At the moment my training schedule has me cycling two hours on the road one day and 40 minutes on a stationery bike the next. I also do personal training three times a week. It’s a mix of power, strength, agility and plyometrics. Again it’s complicated by not having fingers. I can’t lift weights but we’ve found ways around it and my trainer pushes me bloody hard.
I have to fit in swim training as well, and I bodyboard for fun. I can’t get back on the surfboard yet as I don’t have the strength in my upper body. I also do yoga three times a week despite the problems with flexibility. Scar tissue doesn’t have the same flexibility as normal skin but it’s getting better.
On top of all that there’s physio. I have to do things such as bend my elbow 500 times a day, because large burn injuries often cause ossification (hardening of soft tissue) in the elbows. Basically, they’re stuck and you have a limited range of movement.
THE LONG ROAD TO RECOVERY
It’s important to say that it’s not only me who stepped up after the accident. Michael has been such a dedicated and supportive partner. There were times when I lashed out, wanting to hurt the people closest to me, but he was back again at 7am the next morning and still there at 7pm that night. He’s a really lovely man and I’m blessed to have him, but we wont tell him that or he’ll get a big head!
My trainer, my physiotherapist, my masseuse, my psychologist... Everyone in my home town of Ulladulla on the NSW south coast has been amazing. They had no experience of people with burns, but we worked it out along the way. I’ve never felt so loved and supported by my community. My best friends organised a masquerade ball which raised $ 60,000. With that money, I was able to go to a world-renowned burns clinic in the south of France.
I didn’t only make physical gains there, I made psychological ones, too. I was still wearing the mask when I came home but I felt like the old Turia was still alive – I felt more like me. It sounds ridiculous because who else would I be? I can’t put my finger on why that was. Perhaps one reason was that I had time by myself. We all need that and I hadn’t had any for a year.
Also, there’s so much emphasis on physical recovery but mental and emotional recovery are just as important. When I first got out of hospital, I felt so depressed I started to think about suicide.

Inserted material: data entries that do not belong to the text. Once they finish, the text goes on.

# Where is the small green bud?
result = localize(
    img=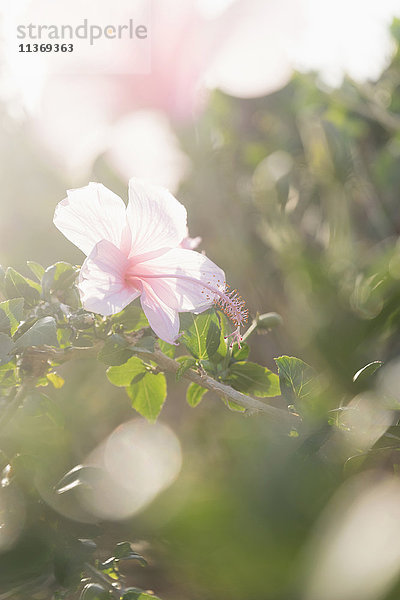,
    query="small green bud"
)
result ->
[68,312,95,331]
[256,313,283,330]
[79,583,110,600]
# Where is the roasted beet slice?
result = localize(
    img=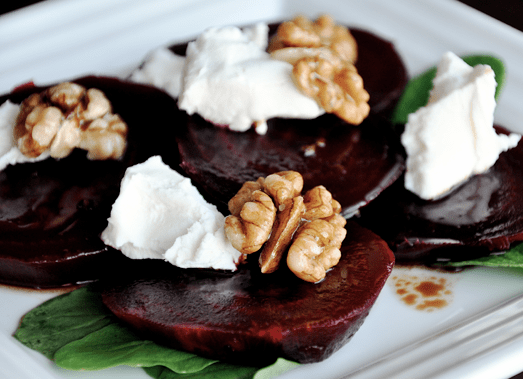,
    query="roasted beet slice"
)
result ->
[170,23,408,117]
[171,24,407,216]
[360,128,523,263]
[178,112,404,215]
[103,223,394,365]
[0,77,178,288]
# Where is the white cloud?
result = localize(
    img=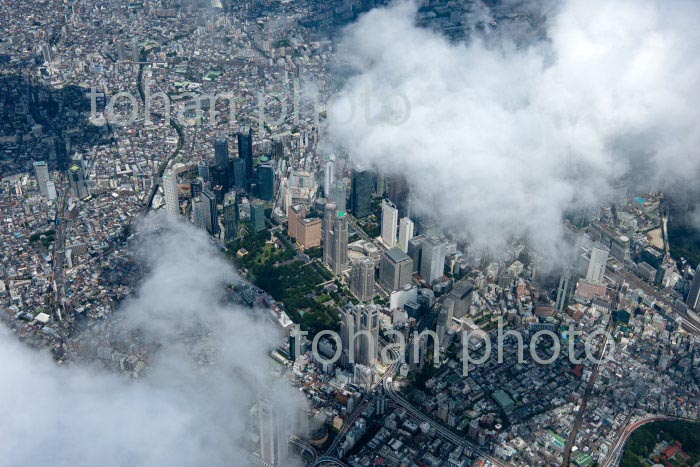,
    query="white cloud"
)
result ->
[328,0,700,264]
[0,219,302,467]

I felt useless and worthless, I couldn’t do anything – I couldn’t run, swim, surf, brush my teeth. I couldn’t wipe my own behind. I thought, why am I even alive? I can’t do anything. I can’t enjoy life. What’s the point?

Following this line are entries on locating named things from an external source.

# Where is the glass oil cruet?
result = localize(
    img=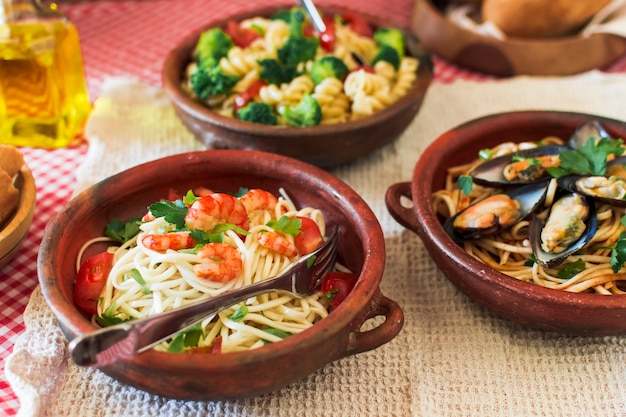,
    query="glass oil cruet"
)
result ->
[0,0,91,148]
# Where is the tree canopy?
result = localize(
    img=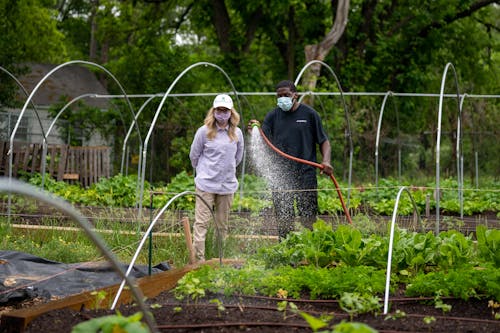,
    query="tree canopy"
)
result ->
[0,0,500,182]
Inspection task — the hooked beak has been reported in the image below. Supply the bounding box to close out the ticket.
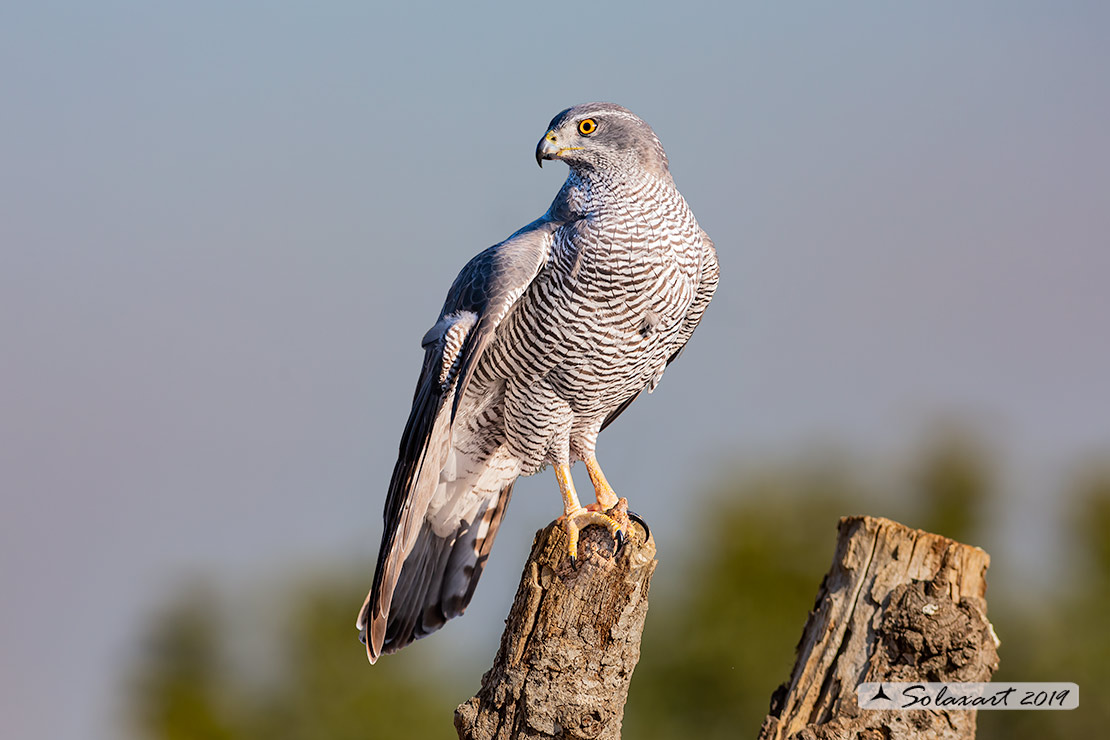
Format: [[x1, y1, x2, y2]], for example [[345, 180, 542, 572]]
[[536, 131, 561, 166]]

I knew then that I needed professional help and I’m not ashamed of feeling like that – it’s perfectly normal. Writing my book, Everything to Live For ( Random House), helped, as did returning to study. But the psychologist also taught me that it’s not realistic to expect to feel good all the time. So when I feel angry, I think, yep, I feel angry today, or I’m sad today, and that’s fine.